Le cœur de cet ouvrage, c’est une réflexion sur ce que sont, pour la France, les « fondamentaux » de la dissuasion, dans un monde où les règles sont en train de changer radicalement. Si pendant la guerre froide l’ennemi était assez clairement défini et les scénarii plutôt bien cernés, la période actuelle est marquée par un brouillage des frontières guerre-paix comme de celles entre menaces intérieures et extérieures. Pendant les cinquante dernières années, beaucoup ont misé sur l’effondrement des Etats-Nations avec une perception très économique des rapports de force. Dans ce nouveau contexte, l’expression de la dialectique de la dissuasion est beaucoup plus complexe. Cette complexité rebute et pousse certains à voir dans la dissuasion une doctrine obsolète alors qu’au contraire, on mesure partout dans le monde à quel point elle reste active et sert notamment de bras de levier à toutes les puissances émergentes. Si, en France, la menace d’une invasion du territoire national a clairement perdu de son acuité, on sent bien poindre des menaces de chantage, tout aussi graves, et dont la mise à exécution pourrait aboutir à un asservissement impitoyable.
A travers cet ouvrage, j’espère contribuer à dégager quelques principes qui aideront ceux qui réfléchissent à ces sujets à avancer.
CB : Votre expérience de pilote d’aviation embarquée vous a permis de connaître la Force d'action navale nucléaire (FANU) de l’intérieur ? Un mot sur cette composante dont on parle peu ?
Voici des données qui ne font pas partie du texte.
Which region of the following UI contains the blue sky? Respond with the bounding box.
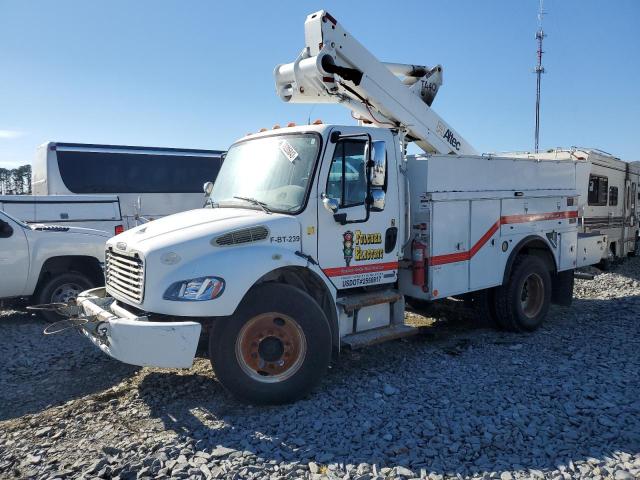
[1,0,639,168]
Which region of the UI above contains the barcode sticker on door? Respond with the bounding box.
[279,140,299,163]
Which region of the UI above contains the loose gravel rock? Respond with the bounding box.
[1,260,640,479]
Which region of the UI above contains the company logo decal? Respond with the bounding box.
[342,231,354,266]
[436,121,461,151]
[342,230,384,266]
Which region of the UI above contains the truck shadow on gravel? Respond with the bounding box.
[0,310,139,421]
[137,294,640,476]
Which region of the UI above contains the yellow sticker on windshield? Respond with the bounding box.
[279,140,299,163]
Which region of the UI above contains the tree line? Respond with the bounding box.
[0,165,32,195]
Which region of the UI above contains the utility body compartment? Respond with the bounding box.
[576,233,607,267]
[400,154,590,301]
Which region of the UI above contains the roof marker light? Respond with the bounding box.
[312,119,323,125]
[272,124,281,129]
[287,122,297,127]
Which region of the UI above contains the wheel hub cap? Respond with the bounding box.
[51,283,83,303]
[235,312,307,383]
[520,273,544,318]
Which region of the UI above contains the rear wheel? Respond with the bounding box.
[34,272,94,322]
[494,255,551,332]
[469,288,502,329]
[209,283,331,404]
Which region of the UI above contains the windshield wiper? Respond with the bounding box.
[233,196,271,214]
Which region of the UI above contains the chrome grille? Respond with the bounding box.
[215,226,269,246]
[105,248,144,303]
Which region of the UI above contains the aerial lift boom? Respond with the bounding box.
[274,10,477,155]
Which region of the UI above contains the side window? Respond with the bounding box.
[609,186,618,206]
[588,175,608,206]
[326,140,367,208]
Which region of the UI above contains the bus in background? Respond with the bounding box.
[32,142,224,229]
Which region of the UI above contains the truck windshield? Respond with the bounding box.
[209,133,319,213]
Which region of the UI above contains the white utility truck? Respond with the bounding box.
[76,11,605,404]
[0,210,109,321]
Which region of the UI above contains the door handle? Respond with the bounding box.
[385,227,398,253]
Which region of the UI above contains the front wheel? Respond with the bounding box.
[494,255,551,332]
[209,283,332,404]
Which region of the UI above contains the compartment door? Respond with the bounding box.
[469,200,501,289]
[429,201,469,297]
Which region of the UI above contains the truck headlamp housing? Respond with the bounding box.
[163,277,225,301]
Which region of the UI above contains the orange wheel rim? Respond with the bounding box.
[235,312,306,383]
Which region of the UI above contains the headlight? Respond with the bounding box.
[163,276,225,301]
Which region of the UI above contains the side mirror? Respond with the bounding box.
[203,181,214,196]
[369,141,386,187]
[322,194,339,213]
[370,189,386,212]
[0,220,13,238]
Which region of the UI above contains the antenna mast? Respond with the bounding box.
[534,0,546,153]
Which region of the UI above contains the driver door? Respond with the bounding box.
[316,128,400,290]
[0,213,30,298]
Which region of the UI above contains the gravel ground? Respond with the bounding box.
[1,260,639,480]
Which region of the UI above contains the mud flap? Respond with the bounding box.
[551,270,574,306]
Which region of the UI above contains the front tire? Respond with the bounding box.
[494,255,551,332]
[34,272,94,322]
[209,283,332,404]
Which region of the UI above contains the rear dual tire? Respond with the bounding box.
[493,255,552,332]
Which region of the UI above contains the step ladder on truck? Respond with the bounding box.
[73,10,606,404]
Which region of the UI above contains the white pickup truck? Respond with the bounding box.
[0,210,109,321]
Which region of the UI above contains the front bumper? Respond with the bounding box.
[76,287,201,368]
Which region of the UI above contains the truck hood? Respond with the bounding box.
[109,207,299,253]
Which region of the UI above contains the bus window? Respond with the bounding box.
[588,175,608,206]
[608,186,618,206]
[57,151,222,194]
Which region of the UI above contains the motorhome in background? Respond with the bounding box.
[509,148,640,265]
[32,142,225,228]
[0,194,123,235]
CA P. V. : La FANU n’est pas une force permanente. Elle opère en complément des deux forces permanentes que sont la Force Océanique Stratégique et les Forces Aériennes Stratégiques. Elle est activable à la demande du Président de la République, chef des armées. Elle tire sa pertinence de la valeur militaire et politique du porte-avions en élargissant de façon très intéressante le panel des options à la disposition du chef de l’Etat. La mobilité de la plateforme, l’usage des eaux et espaces aériens internationaux, la dimension symbolique du porte-avions sont des atouts essentiels de la FANU.
CB : Beaucoup ont déjà écrit sur la dissuasion : quel nouvel éclairage pensez-vous apporter ?
CA P. V. : Peu de militaires ont écrit sur le sujet depuis les quatre généraux de l’Apocalypse, André Beaufre, Charles Ailleret, Pierre-Marie Gallois et Lucien Poirier qui ont posé les fondations de la doctrine française. La dimension politique de la dissuasion est un fort inhibiteur pour le militaire dont la liberté d’expression obéit à des règles strictes. En publiant cet ouvrage, j’espère avoir atteint deux objectifs : apporter une contribution doctrinale utile et en même temps montrer qu’il est possible pour des militaires de participer à l’effort intellectuel indispensable pour appréhender le monde qui vient.
La dissuasion au troisième âge nucléaire, Pierre Vandier, Ed. du Rocher, 100 pages, 11 €.